東京女子医科大と順天堂大が新しい手法の生体腎移植を実施したところ、移植後の拒絶反応を抑えるために患者が飲み続けなければならない免疫抑制剤が通常の4分の1の量に減らせ、近く使う量をゼロにできる見込みであることがわかった。免疫抑制剤の副作用が避けられる治療法として期待される。
この治療法は、東京女子医科大の寺岡慧教授(腎臓外科)と順天堂大の奥村康教授(免疫学)らが大学の倫理委員会の承認を受け、昨年8月以降、20代から50代の希望者男女計9人に実施した。
移植手術の前日に、患者と臓器提供者の双方から採血し、それぞれの血液から、免疫に関するリンパ球「T細胞」を抽出。両者を特殊な抗体とともに混ぜ、2週間培養してから、移植を受けた患者の体内に戻した。
その後、患者の様子を見ながら免疫抑制剤を減らしていくと、早いケースでは、免疫抑制剤が通常必要な量の半分から4分の1にまで減らせた。このうち1人は合併症が出たため減量を中断したが、継続中の8人に拒絶反応は起きていない。免疫抑制剤を使うと出やすい特有のウイルス感染症も確認されていない。
副作用は一時的な脱毛だけで、このうち1人は11月中にも免疫抑制剤を中止できる見込みという。臓器提供者が親子やきょうだいのほか、配偶者のケースでも、免疫抑制剤の減量は可能だった。国内で生体腎移植は年間1037件(07年)行われており、実用化できれば影響は大きい。
臓器移植では、本来は細菌やウイルスから体を守る免疫が、移植された他人の臓器を「異物」とみなして攻撃する拒絶反応が起きる。これを抑えるのが免疫抑制剤だが、糖尿病や腎障害などの副作用がある。

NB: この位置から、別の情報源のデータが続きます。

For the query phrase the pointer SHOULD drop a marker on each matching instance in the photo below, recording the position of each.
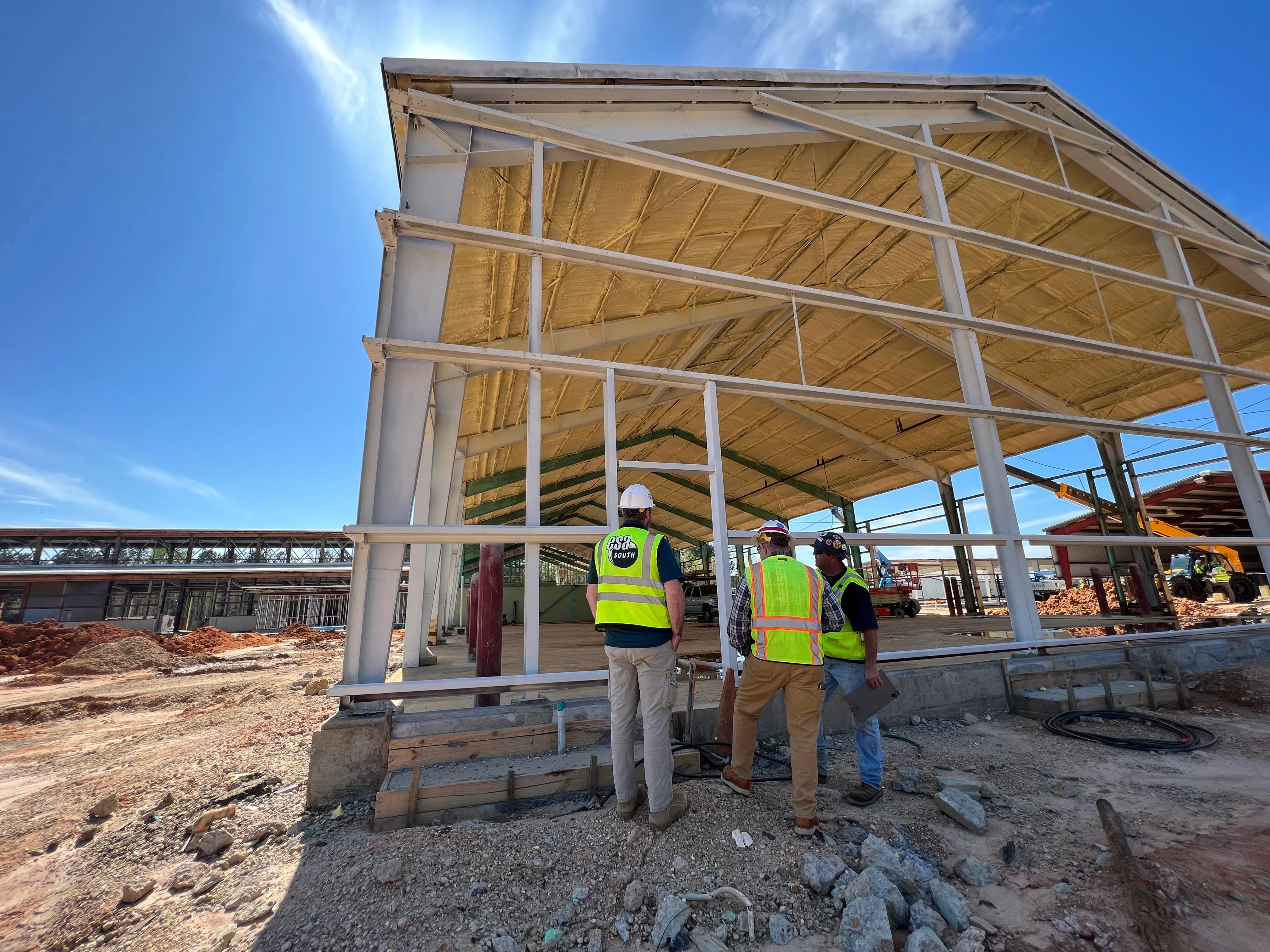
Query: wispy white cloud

これまで、移植後にまれに免疫抑制剤が不要になる「免疫寛容」という現象が自然に起きることも知られていたが、しくみは不明だった。新治療法では人工的に免疫寛容を起こせると期待される。新手法は肝臓移植などにも応用が可能と考えられる。
免疫トレランスを人工的に起こすことで、相手の臓器が自身の体、そして相手のリンパ球などが「馴染む」ようにできるようです。
これが出来れば脳死臓器移植においても免疫抑制剤をあまり用いずに済むんでしょうか。大きなメリットを抱えたこの研究、全国で実用化されることを願っています。